Aunque Zia nació de un padre que era un oficial militar de alto rango, nunca había visto violencia u hombres peleando cara a cara.
Especialmente cuando la gente alrededor de la arena vitoreaba y gritaba, animando a Ian a acabar con su oponente.
¿No es eso ilegal?
¿No sería entonces un asesinato?
Ahora Zia estaba reconsiderando su decisión de ver a Ian para desviar su atención del titular que atormentaba a las familias Smith y Dawson.
Cuando Zia vio a Ian salir de la arena y dirigirse a la puerta trasera, lo que indicaba que el espectáculo había terminado, Zia saltó de su asiento y siguió al hombre a través de una puerta diferente.

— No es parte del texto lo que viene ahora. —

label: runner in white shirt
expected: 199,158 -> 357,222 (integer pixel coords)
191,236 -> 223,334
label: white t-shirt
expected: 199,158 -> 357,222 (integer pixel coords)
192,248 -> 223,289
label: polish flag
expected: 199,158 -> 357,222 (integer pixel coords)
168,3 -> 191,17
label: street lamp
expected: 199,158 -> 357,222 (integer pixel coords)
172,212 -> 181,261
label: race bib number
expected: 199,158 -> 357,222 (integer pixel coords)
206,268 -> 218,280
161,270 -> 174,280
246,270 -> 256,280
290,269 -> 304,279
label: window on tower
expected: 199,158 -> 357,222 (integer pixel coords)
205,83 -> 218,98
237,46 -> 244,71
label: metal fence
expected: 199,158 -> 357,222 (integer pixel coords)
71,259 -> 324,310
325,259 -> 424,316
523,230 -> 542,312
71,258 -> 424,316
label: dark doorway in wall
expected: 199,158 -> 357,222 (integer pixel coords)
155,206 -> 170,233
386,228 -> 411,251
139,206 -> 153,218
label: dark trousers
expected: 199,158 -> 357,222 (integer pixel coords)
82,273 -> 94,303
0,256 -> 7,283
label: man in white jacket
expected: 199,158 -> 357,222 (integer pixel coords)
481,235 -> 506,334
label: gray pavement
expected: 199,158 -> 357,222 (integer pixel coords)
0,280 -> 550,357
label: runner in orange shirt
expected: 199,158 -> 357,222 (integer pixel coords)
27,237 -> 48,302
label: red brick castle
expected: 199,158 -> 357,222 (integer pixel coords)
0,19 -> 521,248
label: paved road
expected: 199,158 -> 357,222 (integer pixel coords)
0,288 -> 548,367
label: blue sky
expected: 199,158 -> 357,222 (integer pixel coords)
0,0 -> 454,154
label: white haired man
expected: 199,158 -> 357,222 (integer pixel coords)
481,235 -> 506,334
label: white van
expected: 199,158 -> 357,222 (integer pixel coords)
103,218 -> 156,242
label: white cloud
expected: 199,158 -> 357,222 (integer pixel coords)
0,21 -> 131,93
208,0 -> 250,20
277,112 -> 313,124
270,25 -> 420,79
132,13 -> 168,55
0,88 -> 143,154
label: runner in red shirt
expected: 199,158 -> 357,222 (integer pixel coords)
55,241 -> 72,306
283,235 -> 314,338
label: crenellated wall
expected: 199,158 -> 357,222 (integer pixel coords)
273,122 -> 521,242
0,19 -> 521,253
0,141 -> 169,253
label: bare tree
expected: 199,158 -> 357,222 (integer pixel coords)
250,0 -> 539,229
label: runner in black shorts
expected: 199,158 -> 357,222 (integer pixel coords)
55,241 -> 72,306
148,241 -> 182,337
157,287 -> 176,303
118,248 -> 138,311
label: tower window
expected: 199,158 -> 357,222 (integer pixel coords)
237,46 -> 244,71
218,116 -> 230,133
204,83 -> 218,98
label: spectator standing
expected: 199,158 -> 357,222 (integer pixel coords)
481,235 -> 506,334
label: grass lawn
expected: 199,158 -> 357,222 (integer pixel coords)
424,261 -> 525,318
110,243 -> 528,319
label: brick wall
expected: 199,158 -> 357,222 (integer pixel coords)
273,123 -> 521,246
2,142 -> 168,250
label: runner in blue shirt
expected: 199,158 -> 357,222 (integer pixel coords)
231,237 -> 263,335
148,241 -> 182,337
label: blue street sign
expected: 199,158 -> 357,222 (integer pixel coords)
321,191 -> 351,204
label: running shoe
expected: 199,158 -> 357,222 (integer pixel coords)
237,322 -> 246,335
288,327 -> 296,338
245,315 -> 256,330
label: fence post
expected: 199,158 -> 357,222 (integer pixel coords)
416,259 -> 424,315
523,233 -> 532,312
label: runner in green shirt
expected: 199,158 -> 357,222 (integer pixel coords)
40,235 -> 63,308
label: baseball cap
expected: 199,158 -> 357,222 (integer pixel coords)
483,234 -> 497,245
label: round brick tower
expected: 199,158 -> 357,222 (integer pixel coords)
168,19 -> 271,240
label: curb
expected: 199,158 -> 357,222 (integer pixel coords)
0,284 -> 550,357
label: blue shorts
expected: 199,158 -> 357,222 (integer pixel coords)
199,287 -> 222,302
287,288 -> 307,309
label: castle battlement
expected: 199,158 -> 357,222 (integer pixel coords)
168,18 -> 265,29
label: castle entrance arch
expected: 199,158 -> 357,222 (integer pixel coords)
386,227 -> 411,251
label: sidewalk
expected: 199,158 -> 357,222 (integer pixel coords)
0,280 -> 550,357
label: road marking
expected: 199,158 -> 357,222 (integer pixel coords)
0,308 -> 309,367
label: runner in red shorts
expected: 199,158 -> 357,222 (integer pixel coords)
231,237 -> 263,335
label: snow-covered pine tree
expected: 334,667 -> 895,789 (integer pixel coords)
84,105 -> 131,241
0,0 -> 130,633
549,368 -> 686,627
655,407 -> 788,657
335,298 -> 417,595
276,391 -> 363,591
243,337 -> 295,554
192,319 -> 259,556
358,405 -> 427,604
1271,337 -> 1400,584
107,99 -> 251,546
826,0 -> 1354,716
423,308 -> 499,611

Detrás de ella, Zia todavía podía escuchar los vítores del público o las quejas de algunas personas que habían perdido sus apuestas.
Sin embargo, todos esos ruidos molestos desaparecieron lentamente mientras Zia caminaba por el pasillo, hacia la habitación donde Ian solía cambiarse de ropa y descansar.
—¡Te juro que esta será la última vez que vea tu pelea!
—se quejó Zia inmediatamente en cuanto abrió la puerta del vestuario donde Ian estaba siendo tratado por otros luchadores.